Can you show an example of what the user might type and explain what you want to see?

If you write in first input 0 to 9 then show a text with .html function otherwise show nothing. And same with a to z.

Thanks!

 $(".writehere1").on('keydown', function() {
   var key = event.which || event.key;
   if (key < '0' || key > '9') {
     $('#test1').html('detect if write number').fadeIn(500, 'linear');
   }
 });

You are comparing a number (key) to a string ‘0’, ‘9’. You also should console.log the value of key. I think you might be surprised at the value when entering any number 0-9.

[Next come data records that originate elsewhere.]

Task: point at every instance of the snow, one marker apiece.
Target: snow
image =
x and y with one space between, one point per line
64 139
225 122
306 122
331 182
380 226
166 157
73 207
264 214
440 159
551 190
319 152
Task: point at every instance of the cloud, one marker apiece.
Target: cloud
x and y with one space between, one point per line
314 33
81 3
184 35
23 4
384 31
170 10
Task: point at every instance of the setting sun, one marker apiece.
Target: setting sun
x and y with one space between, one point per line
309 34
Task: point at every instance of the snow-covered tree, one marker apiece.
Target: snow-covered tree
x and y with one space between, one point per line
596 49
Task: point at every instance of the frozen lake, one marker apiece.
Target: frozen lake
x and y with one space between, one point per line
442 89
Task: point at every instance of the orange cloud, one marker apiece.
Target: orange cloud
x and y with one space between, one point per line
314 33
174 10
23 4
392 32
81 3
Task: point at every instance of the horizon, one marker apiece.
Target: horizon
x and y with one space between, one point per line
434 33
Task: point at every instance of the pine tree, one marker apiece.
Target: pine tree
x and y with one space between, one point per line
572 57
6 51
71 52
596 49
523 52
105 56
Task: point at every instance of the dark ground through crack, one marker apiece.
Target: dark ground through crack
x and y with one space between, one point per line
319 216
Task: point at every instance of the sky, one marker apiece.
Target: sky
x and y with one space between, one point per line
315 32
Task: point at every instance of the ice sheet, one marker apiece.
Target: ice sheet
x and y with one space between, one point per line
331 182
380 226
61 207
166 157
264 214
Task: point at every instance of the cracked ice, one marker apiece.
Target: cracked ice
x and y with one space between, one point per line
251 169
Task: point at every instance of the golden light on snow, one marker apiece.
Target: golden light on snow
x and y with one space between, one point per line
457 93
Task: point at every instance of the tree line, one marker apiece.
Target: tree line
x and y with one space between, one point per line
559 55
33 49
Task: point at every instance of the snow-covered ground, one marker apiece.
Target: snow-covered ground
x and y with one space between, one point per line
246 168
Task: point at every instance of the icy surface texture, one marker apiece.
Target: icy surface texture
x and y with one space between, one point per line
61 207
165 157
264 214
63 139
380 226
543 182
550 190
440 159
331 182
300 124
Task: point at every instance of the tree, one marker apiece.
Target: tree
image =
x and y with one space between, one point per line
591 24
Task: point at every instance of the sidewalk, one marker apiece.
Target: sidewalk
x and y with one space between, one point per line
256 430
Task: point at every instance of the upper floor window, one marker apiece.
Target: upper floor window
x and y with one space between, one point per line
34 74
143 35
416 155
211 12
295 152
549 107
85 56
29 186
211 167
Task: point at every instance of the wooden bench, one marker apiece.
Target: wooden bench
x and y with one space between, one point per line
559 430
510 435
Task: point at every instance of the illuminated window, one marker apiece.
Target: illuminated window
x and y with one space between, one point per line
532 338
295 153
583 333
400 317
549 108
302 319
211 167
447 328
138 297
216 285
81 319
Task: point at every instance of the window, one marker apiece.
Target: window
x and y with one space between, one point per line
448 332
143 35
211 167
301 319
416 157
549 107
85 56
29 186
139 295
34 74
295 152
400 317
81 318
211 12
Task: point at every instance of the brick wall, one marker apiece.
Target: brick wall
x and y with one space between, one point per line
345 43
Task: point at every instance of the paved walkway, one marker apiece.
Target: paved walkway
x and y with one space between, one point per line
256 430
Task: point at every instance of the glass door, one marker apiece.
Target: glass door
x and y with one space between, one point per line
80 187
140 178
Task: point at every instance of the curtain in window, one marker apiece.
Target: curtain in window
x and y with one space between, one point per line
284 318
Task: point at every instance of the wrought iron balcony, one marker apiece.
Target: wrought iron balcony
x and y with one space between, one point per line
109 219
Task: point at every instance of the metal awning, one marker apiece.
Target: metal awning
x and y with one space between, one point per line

So you think because string?

 $(".writehere1").on('keydown', function() {
   var key = event.which || event.key;
   if (key < 0 || key > 9) {
     $('#test1').html('detect if write number key ' +key).fadeIn(500, 'linear');
   }
 });

https://jsfiddle.net/bxw2j01y/

So remove string but still why show message if still write only letters not numbers?

Thanks!

Put a console.log(key) before the if statement and see what the value of key is for every number 0-9. Then type in any letter and see what key is. Then you will see the problem.

1 Like

I plan to event key:

event.key 0 to event.key 9 not like 48 and 57? So cant use this for that detect purpose? As it use event.which?

48

event.key

0

event.location

0(General keys)

event.which[(deprecated)](https://developer.mozilla.org/en-US/docs/Web/API/KeyboardEvent)

48

event.code

Digit0

57

event.key

9

event.location

0(General keys)

event.which[(deprecated)](https://developer.mozilla.org/en-US/docs/Web/API/KeyboardEvent)

57

event.code

Digit9

Thanks!